ARFF Format Details

File Structure

An ARFF (Attribute-Relation File Format) file is an ASCII text file that describes a machine learning dataset (or relation). It was developed at the University of Waikato (NZ) for use with the Weka machine learning software. We will use a simplifed version for CS 478.

ARFF files have two distinct sections:

  1. Metadata information (relation's schema)
    • Name of relation
    • List of attributes and domains
  2. Data information
    • Actual instances or rows of the relation

Optional comments may also be included (lines prefixed with %), and blank lines are ignored.

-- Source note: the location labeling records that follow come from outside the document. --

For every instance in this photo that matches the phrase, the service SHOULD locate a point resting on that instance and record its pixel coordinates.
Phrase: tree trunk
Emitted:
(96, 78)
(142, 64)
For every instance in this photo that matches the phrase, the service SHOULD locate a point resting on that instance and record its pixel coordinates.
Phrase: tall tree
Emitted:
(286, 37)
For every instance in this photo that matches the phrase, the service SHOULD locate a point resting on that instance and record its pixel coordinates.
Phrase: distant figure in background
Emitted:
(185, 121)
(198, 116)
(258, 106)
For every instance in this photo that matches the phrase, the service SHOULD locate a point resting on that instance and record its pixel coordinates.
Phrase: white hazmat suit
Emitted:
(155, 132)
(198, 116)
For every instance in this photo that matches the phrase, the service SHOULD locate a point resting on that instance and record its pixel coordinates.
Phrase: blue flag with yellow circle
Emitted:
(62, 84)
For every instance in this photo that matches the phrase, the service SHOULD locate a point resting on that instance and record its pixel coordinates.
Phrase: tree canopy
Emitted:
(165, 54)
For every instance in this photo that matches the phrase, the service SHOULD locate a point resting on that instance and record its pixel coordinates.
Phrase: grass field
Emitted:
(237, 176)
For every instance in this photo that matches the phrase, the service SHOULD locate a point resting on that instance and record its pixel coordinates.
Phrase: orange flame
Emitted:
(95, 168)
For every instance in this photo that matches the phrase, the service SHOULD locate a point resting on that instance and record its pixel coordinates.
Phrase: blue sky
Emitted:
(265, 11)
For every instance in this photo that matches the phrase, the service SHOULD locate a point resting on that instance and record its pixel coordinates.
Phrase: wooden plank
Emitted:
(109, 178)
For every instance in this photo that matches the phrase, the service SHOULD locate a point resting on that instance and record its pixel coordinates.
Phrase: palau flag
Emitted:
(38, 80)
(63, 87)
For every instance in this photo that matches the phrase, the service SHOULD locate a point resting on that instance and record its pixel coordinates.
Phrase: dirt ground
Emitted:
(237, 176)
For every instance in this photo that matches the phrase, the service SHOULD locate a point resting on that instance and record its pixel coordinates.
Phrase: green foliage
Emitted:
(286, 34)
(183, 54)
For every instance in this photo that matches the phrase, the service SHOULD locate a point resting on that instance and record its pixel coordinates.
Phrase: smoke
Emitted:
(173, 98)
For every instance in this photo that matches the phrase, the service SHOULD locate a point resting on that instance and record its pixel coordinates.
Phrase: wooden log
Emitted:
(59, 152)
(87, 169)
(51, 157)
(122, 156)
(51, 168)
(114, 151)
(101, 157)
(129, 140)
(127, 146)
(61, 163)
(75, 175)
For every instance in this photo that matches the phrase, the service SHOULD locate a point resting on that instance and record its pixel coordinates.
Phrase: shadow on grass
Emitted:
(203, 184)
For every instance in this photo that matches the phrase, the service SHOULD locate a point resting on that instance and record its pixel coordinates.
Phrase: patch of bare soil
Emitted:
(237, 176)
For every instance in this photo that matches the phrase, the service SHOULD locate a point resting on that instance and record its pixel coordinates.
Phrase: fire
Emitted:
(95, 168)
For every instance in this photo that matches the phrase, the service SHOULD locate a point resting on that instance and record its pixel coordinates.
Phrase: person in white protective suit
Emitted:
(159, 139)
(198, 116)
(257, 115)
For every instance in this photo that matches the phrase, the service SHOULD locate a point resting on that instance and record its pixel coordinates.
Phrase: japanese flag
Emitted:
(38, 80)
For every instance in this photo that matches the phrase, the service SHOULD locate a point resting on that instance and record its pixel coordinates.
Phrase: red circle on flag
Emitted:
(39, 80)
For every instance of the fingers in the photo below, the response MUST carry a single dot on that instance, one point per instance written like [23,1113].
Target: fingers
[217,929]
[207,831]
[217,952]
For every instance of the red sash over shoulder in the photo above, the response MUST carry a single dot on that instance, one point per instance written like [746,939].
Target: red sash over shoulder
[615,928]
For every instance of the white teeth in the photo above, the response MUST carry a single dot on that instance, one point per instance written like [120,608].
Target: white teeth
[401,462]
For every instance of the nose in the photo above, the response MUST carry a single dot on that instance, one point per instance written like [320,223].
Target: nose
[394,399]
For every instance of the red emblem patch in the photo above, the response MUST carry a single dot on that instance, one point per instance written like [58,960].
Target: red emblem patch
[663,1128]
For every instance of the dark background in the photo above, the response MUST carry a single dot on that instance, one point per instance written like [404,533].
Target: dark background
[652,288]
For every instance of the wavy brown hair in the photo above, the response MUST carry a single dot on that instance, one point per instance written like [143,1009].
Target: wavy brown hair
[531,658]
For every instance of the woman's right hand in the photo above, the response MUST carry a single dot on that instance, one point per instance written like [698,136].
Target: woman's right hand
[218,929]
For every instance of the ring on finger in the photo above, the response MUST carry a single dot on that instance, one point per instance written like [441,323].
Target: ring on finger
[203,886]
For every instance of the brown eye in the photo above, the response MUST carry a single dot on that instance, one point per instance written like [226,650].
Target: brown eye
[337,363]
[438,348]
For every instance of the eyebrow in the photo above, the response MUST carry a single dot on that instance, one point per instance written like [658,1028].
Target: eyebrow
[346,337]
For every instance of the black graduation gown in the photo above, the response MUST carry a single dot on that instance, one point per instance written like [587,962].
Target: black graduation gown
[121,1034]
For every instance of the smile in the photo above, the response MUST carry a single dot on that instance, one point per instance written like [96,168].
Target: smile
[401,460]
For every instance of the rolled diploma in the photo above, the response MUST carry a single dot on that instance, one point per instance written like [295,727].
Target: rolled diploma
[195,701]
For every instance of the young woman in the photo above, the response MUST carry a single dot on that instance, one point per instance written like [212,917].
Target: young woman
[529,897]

Here is an example of a small ARFF file:

% 1. Title: Hypothetical Database
% 
% 2. Sources:
%      (a) Creator: C. Giraud-Carrier
%      (b) Institution: BYU
%      (c) Date: August, 2004

@RELATION hypo

@ATTRIBUTE length      CONTINUOUS
@ATTRIBUTE color       {Red, Green, Blue}
@ATTRIBUTE age         CONTINUOUS
@ATTRIBUTE neighbors   {1, 2-to-4, 5-to-9, more-than-10}
@ATTRIBUTE class       {True, False}
  
@DATA
   5.1,Red,4,2-to-4,True
   4.9,Blue,4,1,True
   4.7,Red,3,more-than-10,False
   4.6,Green,5,2-to-4,True
   5.0,Blue,4,5-to-9,False
   5.4,Red,7,5-to-9,True

Order of Metadata Information

  1. The relation's name is defined in the first non-comment line of the file:
    • Of the form: @RELATION <relation-name>
    • Declaration is case-insensitive
    • <relation-name> is a whitespace-free string
  2. Attribute declarations take the form of an ordered sequence of statements, one per line:
    • Of the form: @ATTRIBUTE <attribute-name> <domain>
    • Declaration is case-insensitive
    • <attribute-name> is a whitespace-free string
    • <domain> is either:
      • CONTINUOUS (case-insensitive) for real/integer values
      • A set of possible nominal values, enclosed in curly braces and delimited with commas, of the form:
        {<nominal-value-1>, <nominal-value-2>, <nominal-value-3>, ...}
      • The nominal domain type is used for attributes whose values range over a (small) finite set
      • Nominal values are whitespace-free, case-sensitive strings
    • Important: The order in which the attributes are declared indicates the column position in the data section of the file.
  3. The data declaration is a single line denoting the start of the data segment in the file:
    • Of the form: @DATA
    • Each instance is then coded on a single line, with a carriage return denoting the end of the instance.
    • Attribute values for each instance are delimited by commas, with or without whitespace in between.